Background: Wiscott Aldrich syndrome [WAS] is an X-linked recessive condition characterized by thrombocytopenia and small dysfunctional platelets, recalcitrant eczematous dermatitis, and recurrent bacterial infections. In this report, we describe an unusual case of WAS in an Indian boy who presented with early onset thrombocytopenia and autoimmune haemolytic anemia.

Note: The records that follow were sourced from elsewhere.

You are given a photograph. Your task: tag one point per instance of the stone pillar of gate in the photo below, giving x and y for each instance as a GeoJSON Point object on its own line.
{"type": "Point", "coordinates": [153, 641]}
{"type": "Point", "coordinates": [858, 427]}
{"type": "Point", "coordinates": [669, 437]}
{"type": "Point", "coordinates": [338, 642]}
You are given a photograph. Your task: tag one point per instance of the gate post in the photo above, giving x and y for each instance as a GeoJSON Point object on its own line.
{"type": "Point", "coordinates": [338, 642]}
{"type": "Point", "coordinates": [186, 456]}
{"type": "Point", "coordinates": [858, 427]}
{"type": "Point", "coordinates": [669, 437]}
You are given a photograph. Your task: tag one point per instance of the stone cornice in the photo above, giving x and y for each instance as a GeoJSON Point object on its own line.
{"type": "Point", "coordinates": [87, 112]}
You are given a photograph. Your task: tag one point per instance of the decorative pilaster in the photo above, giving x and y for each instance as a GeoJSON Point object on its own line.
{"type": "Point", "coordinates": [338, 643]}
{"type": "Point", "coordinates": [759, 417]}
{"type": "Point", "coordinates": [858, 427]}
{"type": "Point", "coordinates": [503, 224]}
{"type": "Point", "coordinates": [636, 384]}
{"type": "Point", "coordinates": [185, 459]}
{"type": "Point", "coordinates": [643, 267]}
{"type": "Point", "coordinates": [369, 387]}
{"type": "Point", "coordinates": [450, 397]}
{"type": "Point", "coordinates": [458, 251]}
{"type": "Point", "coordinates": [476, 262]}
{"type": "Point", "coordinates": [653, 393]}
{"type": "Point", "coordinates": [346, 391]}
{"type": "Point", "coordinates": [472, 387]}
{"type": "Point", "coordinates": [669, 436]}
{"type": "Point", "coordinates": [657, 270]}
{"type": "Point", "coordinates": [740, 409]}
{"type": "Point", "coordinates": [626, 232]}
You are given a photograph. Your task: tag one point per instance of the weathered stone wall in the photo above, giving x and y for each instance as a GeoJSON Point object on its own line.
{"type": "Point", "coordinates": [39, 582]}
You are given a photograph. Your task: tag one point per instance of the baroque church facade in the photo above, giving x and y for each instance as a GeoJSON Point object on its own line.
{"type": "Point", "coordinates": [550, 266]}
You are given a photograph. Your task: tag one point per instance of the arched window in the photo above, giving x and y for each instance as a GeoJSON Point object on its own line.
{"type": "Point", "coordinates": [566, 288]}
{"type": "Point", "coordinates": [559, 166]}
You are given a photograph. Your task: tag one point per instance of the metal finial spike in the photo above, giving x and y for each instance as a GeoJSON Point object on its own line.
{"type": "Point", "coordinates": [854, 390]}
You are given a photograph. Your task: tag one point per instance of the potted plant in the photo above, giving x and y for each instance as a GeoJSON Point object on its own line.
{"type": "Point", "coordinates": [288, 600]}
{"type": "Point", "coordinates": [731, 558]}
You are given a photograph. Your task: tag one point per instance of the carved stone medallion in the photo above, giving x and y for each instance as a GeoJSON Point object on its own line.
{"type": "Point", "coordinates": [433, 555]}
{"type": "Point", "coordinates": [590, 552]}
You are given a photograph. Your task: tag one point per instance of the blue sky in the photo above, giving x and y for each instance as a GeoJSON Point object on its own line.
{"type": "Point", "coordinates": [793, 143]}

Case presentation: 3 months male infant was evaluated for poor feeding and oral ulceration blood work up showed anemia and thrombocytopenia. He was treated with intravenous immunoglobulin. At 11 months of age he presented with yellowish discoloration of eyes,poor feeding, irritability, vomiting, generalised purpuric rashes. Blood investigations revealed anemia,thrombocytopenia, indirect hyperbilirubinemia, positive direct coombs test[4+]. He was treated with steroids, intravenous immunoglobulin, to which he showed partial response. However 1 month later he presented with worsening thrombocytopenia and anemia, mycophenolate mofetil was initiated and continued for 4 months, due to unavailability of mycophenolate mofetil he was started on oral cyclosporine. He relapsed in 1month, 6 doses of rituximab were given. He had refractory thrombocytopenia while his haemoglobin and white blood cell counts improved after rituximab therapy. He developed eczematous rashes all over face and neck regions. WASP Gene mutation screening showed splite site mutation (c.360+1G>T) in exon 3 intron 3 boundary in WASP gene. At 2 year of age child succumbed to staphylococcus aureus sepsis.
Outcome: At 2 year of age child succumbed to staphylococcus aureus sepsis.
Conclusion: Diagnosis of Wiskott-Aldrich syndrome should be considered in any male infant who presents with early onset thrombocytopenia, eczema, and recurrent infections.